Circle problem - perimater of a minor sector

[footprints]

                 ..       
            A .'    '.B   
             . \    / .   
            .   \  /   .  
            .    \/    .  
             .   o    .   
              .      .    
               ' . .'

The radius of the circle is 5. The perimeter of the minor sector AOB is [tex]P{\pi} + Q[/tex]. Find P and Q

 

[HallsofIvy]

The circumference of the circle is, of course, [itex]10\pi[/itex]. I don't see any way of determining P and Q without knowing what part of the entire circle AOB is. Are you given the central angle? Surely there must be some conditions on P and Q? If P and Q could be any real numbers, then even if we know exactly what the perimeter is, we could choose one of P and Q to be anything we want and then solve for the other.

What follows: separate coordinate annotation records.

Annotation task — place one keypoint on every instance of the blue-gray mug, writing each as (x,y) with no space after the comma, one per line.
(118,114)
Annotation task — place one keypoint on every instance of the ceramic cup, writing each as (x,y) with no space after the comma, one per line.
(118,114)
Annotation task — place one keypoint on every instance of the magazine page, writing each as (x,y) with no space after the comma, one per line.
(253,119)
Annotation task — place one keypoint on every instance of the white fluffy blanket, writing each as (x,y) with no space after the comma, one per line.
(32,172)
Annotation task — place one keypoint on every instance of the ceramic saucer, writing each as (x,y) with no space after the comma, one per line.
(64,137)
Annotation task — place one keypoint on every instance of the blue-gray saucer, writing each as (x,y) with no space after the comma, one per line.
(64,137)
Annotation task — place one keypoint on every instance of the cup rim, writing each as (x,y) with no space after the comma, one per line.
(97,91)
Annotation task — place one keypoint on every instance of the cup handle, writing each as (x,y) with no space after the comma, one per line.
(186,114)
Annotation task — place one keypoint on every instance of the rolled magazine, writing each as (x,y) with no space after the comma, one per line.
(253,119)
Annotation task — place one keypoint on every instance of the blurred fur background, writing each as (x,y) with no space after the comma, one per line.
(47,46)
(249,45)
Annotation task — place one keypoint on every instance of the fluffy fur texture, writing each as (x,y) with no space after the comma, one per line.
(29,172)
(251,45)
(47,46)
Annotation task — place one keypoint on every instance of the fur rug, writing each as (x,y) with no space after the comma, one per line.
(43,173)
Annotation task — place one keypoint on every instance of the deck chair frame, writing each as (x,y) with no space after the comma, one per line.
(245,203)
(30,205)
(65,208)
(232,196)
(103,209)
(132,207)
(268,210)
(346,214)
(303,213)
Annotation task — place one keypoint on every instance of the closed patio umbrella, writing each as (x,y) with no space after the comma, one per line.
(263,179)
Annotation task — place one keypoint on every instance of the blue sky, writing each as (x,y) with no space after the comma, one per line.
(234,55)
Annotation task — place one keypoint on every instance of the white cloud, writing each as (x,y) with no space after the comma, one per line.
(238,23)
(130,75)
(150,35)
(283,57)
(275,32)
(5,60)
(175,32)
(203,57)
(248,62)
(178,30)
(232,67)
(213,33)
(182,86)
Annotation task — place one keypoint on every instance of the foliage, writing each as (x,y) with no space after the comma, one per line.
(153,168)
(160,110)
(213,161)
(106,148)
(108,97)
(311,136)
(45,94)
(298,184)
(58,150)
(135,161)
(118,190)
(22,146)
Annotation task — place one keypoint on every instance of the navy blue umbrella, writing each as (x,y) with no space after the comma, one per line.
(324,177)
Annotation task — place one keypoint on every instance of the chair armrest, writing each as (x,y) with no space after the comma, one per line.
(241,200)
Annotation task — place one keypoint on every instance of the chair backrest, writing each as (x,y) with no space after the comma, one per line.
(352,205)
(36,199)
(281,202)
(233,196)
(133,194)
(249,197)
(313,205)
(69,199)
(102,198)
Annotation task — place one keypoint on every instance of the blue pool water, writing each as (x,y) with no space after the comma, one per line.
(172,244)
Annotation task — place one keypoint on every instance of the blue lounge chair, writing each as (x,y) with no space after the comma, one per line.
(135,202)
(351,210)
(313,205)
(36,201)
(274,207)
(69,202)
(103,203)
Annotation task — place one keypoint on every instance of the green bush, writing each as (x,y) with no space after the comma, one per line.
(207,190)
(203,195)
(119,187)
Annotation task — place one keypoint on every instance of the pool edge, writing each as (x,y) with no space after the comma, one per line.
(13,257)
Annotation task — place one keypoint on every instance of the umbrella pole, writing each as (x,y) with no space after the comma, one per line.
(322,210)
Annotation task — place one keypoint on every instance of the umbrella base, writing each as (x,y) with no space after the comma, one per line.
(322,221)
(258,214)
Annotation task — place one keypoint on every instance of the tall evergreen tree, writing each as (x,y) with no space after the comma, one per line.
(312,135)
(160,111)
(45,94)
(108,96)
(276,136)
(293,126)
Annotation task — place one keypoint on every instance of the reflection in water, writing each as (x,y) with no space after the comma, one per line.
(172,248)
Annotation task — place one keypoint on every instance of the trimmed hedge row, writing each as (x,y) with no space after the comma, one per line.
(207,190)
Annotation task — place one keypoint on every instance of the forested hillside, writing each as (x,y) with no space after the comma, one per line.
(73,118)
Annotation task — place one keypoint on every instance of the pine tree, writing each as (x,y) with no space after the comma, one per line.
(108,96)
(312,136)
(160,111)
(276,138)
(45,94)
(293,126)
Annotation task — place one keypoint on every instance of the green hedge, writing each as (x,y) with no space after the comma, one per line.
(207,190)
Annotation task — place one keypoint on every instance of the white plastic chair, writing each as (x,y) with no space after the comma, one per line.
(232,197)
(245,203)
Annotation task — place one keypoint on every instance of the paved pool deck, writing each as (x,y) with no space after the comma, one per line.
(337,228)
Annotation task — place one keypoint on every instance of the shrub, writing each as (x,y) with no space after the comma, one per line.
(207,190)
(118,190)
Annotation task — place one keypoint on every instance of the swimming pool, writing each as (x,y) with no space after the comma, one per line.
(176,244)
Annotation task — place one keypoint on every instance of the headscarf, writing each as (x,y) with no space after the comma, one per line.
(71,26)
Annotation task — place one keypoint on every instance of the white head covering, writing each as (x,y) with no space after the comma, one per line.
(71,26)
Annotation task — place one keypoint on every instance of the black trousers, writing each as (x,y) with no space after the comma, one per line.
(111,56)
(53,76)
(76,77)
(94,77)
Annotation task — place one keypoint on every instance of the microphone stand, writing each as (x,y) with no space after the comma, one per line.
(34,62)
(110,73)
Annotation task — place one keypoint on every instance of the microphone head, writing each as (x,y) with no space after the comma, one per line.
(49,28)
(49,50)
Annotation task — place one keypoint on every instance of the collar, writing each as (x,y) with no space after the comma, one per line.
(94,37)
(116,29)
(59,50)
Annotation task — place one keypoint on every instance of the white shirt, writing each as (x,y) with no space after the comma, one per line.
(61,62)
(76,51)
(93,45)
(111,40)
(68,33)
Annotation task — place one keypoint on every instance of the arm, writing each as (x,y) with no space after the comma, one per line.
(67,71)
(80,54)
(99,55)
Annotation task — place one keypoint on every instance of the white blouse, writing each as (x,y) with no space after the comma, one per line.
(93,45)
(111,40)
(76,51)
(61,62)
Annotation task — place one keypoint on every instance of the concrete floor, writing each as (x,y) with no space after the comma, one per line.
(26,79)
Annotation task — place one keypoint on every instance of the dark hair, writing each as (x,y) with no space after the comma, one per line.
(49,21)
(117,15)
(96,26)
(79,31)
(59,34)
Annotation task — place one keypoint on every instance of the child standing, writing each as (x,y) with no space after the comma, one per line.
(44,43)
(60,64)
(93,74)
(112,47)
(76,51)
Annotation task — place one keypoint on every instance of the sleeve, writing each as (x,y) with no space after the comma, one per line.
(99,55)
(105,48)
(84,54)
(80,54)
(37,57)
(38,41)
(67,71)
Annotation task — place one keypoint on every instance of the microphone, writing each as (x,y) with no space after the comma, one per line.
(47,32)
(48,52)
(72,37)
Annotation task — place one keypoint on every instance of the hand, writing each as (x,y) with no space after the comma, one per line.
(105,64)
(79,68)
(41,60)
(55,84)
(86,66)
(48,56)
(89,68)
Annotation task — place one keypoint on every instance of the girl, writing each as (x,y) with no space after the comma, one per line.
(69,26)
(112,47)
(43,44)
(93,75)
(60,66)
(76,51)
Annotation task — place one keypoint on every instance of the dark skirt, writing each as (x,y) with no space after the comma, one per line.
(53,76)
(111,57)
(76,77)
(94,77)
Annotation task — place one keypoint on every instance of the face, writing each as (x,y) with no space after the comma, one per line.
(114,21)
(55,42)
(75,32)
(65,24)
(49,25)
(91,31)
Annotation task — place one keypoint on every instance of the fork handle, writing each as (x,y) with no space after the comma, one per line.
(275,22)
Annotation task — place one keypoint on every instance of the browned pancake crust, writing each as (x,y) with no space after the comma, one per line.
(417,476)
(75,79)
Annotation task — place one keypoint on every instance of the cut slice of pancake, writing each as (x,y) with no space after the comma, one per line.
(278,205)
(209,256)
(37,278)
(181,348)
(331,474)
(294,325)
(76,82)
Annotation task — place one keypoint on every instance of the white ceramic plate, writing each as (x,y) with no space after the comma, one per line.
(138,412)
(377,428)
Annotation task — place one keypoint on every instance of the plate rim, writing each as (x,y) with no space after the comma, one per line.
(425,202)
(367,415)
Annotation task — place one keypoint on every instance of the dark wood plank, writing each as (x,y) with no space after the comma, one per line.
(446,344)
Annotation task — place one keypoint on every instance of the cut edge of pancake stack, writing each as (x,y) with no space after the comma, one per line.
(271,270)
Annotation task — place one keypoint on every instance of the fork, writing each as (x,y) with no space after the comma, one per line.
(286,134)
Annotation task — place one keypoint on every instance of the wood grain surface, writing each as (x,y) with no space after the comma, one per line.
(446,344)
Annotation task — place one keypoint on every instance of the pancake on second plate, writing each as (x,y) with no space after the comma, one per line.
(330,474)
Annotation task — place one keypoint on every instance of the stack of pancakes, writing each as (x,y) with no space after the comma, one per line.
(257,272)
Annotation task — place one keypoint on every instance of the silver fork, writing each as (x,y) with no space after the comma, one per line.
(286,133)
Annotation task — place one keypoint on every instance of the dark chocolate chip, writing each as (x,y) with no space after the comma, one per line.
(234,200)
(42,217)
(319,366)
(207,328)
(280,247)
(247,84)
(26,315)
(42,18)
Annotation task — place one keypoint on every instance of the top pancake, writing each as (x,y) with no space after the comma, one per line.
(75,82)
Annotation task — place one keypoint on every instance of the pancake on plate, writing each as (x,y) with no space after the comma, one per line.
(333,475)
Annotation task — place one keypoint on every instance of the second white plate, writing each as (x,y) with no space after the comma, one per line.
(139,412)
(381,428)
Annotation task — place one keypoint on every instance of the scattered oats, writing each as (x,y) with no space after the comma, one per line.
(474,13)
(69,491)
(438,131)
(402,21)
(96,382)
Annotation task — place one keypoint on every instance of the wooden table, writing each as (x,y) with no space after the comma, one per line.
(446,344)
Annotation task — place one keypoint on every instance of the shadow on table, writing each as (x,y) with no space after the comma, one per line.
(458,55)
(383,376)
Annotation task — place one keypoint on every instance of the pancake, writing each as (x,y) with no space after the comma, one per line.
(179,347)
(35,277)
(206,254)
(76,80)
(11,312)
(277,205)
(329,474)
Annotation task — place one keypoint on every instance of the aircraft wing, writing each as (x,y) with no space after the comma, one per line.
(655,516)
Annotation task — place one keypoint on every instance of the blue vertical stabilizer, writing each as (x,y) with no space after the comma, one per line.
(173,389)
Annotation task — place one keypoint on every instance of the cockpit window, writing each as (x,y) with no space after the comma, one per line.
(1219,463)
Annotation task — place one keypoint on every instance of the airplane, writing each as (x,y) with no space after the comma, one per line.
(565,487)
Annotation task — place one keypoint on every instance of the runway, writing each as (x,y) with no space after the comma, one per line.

I take it by "perimeter" you mean the whole perimeter, both the curved part and the two radii. A plausible answer would be that Q= 10 (the length of the two radii) and P would be [itex]\frac{5\theta}{\pi}[/itex].

 

[saltydog]

How about this:

[tex] P \pi +Q=5\theta [/tex]

with theta being the radian measure of the angle (inside the slice of pie):

Thus for "any" Q:

[tex] P=\frac {5\theta-Q}{\pi} [/tex]

Is is really for any Q?

 

[HallsofIvy]

Why "[itex]5\theta[/itex]"?

 

[saltydog]

Why "[itex]5\theta[/itex]"?

Ohhh, they mean the whole perimeter around the slice of pie and not just the arc length. In that case may I suggest:


[tex] P \pi +Q=(5\theta+10) [/tex]
(the arc length +2*radius)

with theta being the radian measure of the angle (inside the slice of pie):

Thus for "any" Q:

[tex] P=\frac {5\theta+10-Q}{\pi} [/tex]